Mass-radius relation of intermediate-age disk super star clusters of M82

TL;DR

This study analyzes the structural properties and evolution of 99 intermediate-age super star clusters in M82, revealing their mass-radius relation, survival prospects, and comparison with globular clusters.

Contribution

It provides the first comprehensive structural and dynamical analysis of M82's SSCs, including their mass-radius relation and long-term survival predictions.

Findings

SSCs follow a power-law mass function with index 1.5.

Most clusters are expanding and will dissolve in ~2 Gyr.

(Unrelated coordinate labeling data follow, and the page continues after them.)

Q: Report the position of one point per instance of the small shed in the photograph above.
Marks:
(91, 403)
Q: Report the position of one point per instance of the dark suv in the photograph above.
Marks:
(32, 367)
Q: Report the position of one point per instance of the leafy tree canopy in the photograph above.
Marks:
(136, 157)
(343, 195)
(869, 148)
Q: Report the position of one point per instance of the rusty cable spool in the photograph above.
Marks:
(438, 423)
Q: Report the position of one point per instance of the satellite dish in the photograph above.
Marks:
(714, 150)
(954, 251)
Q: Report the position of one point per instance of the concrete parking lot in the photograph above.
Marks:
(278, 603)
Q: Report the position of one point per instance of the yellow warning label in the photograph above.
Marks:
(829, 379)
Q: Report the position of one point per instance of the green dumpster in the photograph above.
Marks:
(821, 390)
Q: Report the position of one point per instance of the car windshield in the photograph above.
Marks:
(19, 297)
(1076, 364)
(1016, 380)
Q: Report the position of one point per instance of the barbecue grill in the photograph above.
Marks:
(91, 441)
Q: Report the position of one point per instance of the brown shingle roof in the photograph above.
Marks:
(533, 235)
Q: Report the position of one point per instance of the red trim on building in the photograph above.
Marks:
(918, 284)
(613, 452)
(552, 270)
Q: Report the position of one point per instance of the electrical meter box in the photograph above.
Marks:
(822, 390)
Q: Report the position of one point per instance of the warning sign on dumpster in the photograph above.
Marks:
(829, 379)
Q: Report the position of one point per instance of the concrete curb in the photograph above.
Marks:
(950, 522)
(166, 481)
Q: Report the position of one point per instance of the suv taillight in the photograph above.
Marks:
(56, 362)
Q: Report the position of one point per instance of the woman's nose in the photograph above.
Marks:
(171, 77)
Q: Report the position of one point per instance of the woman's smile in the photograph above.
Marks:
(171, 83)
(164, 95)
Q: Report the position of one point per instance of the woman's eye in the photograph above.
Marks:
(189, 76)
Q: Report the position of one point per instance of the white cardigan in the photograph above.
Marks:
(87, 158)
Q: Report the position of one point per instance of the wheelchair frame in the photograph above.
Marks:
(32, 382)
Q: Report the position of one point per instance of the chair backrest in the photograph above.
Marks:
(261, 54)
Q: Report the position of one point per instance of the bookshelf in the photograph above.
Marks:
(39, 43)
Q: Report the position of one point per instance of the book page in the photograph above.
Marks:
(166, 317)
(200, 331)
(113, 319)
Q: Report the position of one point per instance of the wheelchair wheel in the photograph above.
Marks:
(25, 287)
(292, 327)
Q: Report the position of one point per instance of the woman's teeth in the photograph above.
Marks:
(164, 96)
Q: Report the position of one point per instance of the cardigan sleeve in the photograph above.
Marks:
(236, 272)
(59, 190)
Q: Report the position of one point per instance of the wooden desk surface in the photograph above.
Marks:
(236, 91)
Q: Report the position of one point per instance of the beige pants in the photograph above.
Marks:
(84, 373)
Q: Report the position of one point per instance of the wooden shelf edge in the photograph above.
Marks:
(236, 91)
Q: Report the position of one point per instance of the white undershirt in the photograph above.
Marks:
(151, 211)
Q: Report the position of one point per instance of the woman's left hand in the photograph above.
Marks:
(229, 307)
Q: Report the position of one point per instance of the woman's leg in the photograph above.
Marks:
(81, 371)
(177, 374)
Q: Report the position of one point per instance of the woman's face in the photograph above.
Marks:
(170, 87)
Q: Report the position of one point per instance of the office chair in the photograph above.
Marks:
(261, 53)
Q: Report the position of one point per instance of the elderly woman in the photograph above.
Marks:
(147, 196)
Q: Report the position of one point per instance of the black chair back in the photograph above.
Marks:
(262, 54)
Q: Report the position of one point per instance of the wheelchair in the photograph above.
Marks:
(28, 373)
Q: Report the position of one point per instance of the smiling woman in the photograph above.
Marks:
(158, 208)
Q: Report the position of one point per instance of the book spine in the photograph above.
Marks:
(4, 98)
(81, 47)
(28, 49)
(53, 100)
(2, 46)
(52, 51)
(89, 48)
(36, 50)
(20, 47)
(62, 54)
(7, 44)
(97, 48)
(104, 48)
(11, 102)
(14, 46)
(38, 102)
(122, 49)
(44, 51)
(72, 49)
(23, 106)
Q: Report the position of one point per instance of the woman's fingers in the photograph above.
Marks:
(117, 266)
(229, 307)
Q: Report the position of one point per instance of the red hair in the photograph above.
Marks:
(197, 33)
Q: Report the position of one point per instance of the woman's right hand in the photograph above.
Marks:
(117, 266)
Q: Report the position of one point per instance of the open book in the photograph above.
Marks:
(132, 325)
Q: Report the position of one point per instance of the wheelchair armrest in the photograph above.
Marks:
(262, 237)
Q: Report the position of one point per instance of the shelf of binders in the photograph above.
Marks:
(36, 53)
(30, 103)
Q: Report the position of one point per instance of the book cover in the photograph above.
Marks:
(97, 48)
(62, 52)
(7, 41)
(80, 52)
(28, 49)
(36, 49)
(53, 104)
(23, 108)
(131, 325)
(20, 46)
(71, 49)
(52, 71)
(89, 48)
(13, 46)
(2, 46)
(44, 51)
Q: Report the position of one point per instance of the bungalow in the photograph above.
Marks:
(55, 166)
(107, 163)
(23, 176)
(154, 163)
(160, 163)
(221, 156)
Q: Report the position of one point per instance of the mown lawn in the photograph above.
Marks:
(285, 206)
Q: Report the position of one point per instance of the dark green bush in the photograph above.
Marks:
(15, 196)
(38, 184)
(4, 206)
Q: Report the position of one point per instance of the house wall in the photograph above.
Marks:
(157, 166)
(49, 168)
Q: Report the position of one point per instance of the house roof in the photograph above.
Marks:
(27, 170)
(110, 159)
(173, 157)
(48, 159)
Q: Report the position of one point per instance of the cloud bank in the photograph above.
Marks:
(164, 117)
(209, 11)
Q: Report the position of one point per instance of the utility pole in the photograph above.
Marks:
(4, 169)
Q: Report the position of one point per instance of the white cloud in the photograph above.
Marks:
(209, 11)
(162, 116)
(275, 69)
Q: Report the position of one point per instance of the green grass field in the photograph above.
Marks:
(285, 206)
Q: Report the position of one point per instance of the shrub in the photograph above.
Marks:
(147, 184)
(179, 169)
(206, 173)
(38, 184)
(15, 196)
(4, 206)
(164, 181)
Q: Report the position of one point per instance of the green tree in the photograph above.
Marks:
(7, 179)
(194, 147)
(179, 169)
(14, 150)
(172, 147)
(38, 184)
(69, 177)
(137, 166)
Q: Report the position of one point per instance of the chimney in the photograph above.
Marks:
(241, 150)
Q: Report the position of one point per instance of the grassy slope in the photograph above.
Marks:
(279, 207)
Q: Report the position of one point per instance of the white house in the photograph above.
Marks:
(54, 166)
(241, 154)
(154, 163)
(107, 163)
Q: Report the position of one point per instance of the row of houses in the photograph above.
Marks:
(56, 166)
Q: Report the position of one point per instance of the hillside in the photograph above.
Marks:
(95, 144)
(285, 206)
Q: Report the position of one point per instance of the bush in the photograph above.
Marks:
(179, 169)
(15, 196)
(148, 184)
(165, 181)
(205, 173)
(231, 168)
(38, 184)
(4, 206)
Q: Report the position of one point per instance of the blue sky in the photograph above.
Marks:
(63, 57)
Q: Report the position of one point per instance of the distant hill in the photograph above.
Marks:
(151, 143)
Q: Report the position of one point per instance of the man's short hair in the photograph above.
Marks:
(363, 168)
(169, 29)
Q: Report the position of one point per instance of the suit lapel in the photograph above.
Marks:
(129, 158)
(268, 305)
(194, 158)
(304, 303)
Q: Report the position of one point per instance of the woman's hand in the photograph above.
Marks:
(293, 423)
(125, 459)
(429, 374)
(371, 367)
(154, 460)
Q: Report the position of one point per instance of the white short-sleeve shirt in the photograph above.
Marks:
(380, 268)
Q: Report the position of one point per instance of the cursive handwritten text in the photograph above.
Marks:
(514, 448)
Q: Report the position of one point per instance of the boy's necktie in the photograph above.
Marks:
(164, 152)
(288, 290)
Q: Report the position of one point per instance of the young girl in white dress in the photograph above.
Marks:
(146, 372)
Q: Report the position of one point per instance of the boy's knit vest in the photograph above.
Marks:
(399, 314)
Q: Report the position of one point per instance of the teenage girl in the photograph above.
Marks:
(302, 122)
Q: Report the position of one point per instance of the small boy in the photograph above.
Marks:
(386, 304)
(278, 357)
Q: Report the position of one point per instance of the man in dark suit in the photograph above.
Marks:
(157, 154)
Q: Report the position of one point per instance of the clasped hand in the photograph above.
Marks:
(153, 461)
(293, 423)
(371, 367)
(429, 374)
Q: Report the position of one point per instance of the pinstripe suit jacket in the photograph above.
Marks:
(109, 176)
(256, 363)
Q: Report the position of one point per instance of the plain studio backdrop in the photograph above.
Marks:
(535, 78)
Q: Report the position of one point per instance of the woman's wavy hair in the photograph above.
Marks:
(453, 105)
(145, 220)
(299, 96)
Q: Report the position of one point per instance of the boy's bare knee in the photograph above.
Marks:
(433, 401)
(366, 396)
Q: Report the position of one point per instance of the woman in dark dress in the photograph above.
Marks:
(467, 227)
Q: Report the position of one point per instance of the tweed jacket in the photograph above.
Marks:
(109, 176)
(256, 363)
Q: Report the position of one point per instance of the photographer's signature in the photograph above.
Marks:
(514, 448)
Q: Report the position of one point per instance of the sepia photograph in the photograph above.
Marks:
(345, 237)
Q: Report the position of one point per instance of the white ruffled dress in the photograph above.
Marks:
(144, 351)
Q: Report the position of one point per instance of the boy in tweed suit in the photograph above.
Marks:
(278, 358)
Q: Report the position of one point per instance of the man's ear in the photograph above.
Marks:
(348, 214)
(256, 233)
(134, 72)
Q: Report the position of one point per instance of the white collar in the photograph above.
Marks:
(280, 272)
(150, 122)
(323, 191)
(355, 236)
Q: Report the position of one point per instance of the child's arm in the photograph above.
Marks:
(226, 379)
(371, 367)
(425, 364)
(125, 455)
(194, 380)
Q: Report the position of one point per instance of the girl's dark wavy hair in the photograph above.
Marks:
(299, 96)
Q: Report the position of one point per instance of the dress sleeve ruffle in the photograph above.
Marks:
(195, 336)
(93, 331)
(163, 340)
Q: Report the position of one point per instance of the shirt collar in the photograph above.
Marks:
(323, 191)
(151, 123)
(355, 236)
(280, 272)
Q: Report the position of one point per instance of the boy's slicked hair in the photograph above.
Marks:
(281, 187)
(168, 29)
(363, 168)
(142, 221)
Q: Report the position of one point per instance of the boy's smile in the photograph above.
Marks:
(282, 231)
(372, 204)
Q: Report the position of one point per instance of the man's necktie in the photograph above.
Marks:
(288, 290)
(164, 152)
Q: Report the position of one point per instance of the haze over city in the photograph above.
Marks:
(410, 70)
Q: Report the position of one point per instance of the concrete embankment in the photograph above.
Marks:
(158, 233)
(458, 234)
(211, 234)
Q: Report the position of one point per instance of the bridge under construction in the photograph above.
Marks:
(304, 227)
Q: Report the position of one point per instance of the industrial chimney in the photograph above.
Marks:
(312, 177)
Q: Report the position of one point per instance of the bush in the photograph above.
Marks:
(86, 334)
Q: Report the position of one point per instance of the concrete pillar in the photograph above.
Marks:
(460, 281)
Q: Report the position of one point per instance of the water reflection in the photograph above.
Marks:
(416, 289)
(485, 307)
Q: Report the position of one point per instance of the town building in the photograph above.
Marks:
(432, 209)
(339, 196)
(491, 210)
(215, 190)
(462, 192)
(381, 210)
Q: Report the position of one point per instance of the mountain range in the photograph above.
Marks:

A small group of clusters may survive for a Hubble time.

Abstract

We present a complete set of structural parameters for a sample of 99 intermediate-age Super Star Cluster (SSCs) in the disk of M82, and carry out a survival analysis using the semi-analytical cluster evolution code EMACSS. The parameters are based on the profile-fitting analysis carried out in a previous work, with the mass-related quantities derived using a mass-to-light ratio for a constant age of 100 Myr. The SSCs follow a power-law mass function with an index ${\alpha}$=1.5, and a log-normal size function with a typical half-light radius, Rh=4.3 pc, which are both comparable with the values for clusters in the Magellanic Clouds, rather than in giant spirals. The majority of the SSCs follow a power-law mass-radius relation with an index of b=0.29${\pm}$0.05. A dynamical analysis of M82 SSCs using EMACSS suggests that 23% of the clusters are tidally-limited, with the rest undergoing expansion at present. Forward evolution of these clusters suggests that the majority would dissolve in ~2 Gyr. However, a group of four massive compact clusters, and another group of five SSCs at relatively large galactocentric distances, are found to survive for a Hubble time. The model-predicted mass, Rh, ${\mu_V}$ and core radius of these surviving SSCs at 12 Gyr are comparable with the corresponding values for the sample of Galactic globular clusters.